この仮説のもとでは、母語を獲得する子どもは「まっさらなノート」に文法知識を書き込んでいくのではなく、生まれつき持つ文法知識の鋳型に、情報を書き込んでいくことにより言語獲得を行う[8][9]。より専門的には、子どもは白板(英: blank slate)の状態から帰納的に言語を獲得するのではなく、既に脳内に構築された文法知識の青写真に、獲得対象言語に関する特定の文法情報を書き込むことにより母語獲得を行う[8][9]。この考え方は、母語獲得中の子どもに与えられる言語刺激は限られたものであり個人差があることや、「ある構造は文法的となるが他方では非文法的となる」[注 1]といった情報を網羅することは不可能であるにもかかわらず、一定の言語刺激さえあれば、全ての人間が同等レベルの言語能力(英: language faculty)を獲得可能であるという事実などに基づいている[5]。なお、人間に生得的に備わっている言語知識、および言語獲得に必要な情報を規定したものを普遍文法(英: Universal Grammar, UG)といい[1]:498、UGを基盤とした言語理論を生成文法(英: generative grammar)という。
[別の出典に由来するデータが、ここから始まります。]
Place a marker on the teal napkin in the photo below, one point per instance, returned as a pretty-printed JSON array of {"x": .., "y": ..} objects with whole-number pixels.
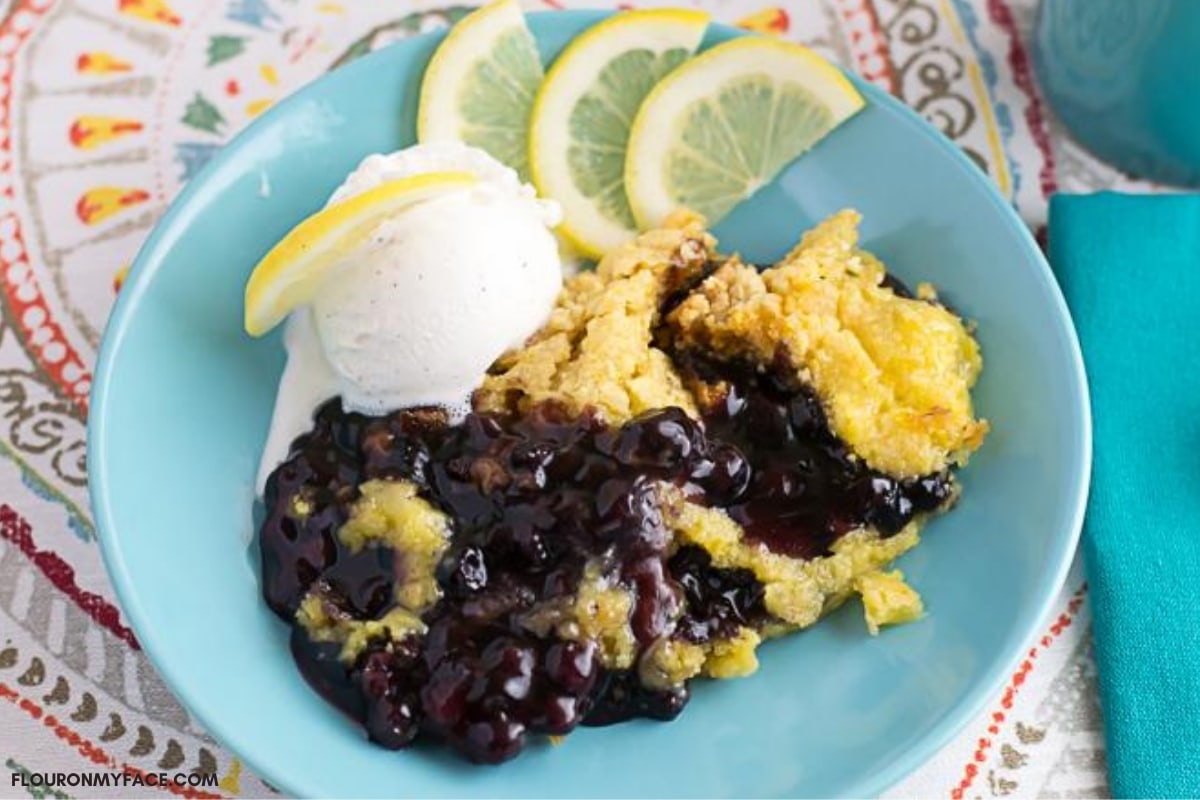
[{"x": 1129, "y": 268}]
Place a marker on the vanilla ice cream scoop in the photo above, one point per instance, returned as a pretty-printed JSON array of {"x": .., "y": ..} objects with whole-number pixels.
[{"x": 435, "y": 295}]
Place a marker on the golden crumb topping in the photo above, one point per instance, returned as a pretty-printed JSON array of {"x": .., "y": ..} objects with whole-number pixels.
[
  {"x": 798, "y": 591},
  {"x": 597, "y": 350},
  {"x": 887, "y": 600},
  {"x": 325, "y": 621},
  {"x": 390, "y": 513},
  {"x": 894, "y": 373}
]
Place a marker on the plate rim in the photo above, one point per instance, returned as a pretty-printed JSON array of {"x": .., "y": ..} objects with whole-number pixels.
[{"x": 153, "y": 252}]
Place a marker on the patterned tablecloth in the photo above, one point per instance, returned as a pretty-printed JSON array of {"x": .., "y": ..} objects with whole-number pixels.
[{"x": 107, "y": 107}]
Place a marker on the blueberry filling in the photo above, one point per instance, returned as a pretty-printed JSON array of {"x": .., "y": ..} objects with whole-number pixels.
[{"x": 541, "y": 503}]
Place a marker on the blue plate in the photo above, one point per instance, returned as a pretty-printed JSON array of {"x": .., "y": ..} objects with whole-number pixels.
[{"x": 183, "y": 398}]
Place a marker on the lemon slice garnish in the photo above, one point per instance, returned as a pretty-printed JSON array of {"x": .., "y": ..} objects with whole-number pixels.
[
  {"x": 289, "y": 275},
  {"x": 725, "y": 124},
  {"x": 583, "y": 110},
  {"x": 480, "y": 84}
]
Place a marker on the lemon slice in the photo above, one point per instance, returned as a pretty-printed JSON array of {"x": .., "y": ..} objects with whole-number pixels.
[
  {"x": 293, "y": 271},
  {"x": 583, "y": 110},
  {"x": 480, "y": 84},
  {"x": 725, "y": 124}
]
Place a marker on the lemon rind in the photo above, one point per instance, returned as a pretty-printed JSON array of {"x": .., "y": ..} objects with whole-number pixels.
[
  {"x": 467, "y": 43},
  {"x": 285, "y": 277},
  {"x": 648, "y": 139},
  {"x": 618, "y": 34}
]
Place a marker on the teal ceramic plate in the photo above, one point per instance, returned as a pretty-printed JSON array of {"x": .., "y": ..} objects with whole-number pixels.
[{"x": 183, "y": 398}]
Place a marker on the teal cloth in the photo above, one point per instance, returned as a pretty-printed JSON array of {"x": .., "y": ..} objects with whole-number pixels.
[{"x": 1129, "y": 268}]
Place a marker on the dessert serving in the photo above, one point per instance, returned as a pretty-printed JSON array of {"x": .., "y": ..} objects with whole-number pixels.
[{"x": 501, "y": 503}]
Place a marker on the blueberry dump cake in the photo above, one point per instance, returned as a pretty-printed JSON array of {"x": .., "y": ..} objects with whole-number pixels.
[{"x": 690, "y": 456}]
採用する理論により様々ではあるが、統語分析において、生得性仮説(を基盤とする生成文法理論)は現代の理論言語学において主流の基盤理論である。一方で、応用言語学分野では相反理論である経験主義の立場をとるものや、理論言語学の分野でも構文文法などの使用基盤モデルを採用する理論も一定数存在する[11][12]。
生得性仮説は科学、哲学、心理学を含む多くの領域で古くから議論されている問題であり、その歴史には3つの重要な契機がある[13]:586:
プラトンはメノンにおいて、生得説の立場を明示的に擁護した[13]:586。メノンの登場人物 (かつ、プラトンの師) であるソクラテスが、教育経験のない奴隷から幾何学の定理を聞き出す節があり、このようなことが可能であるのは、魂は転生しており前世における知見を質問形式で引き出す、または「忘れられた知識」(または前世から引き継いだ生得的知識) を思い出すことが可能であるからとされている[14]:80a-86c[13]:586。このプラトンの主張は、現代の生得説の礎となっており、プラトニズム (英: Platonism) と呼ばれることがある[13]:586。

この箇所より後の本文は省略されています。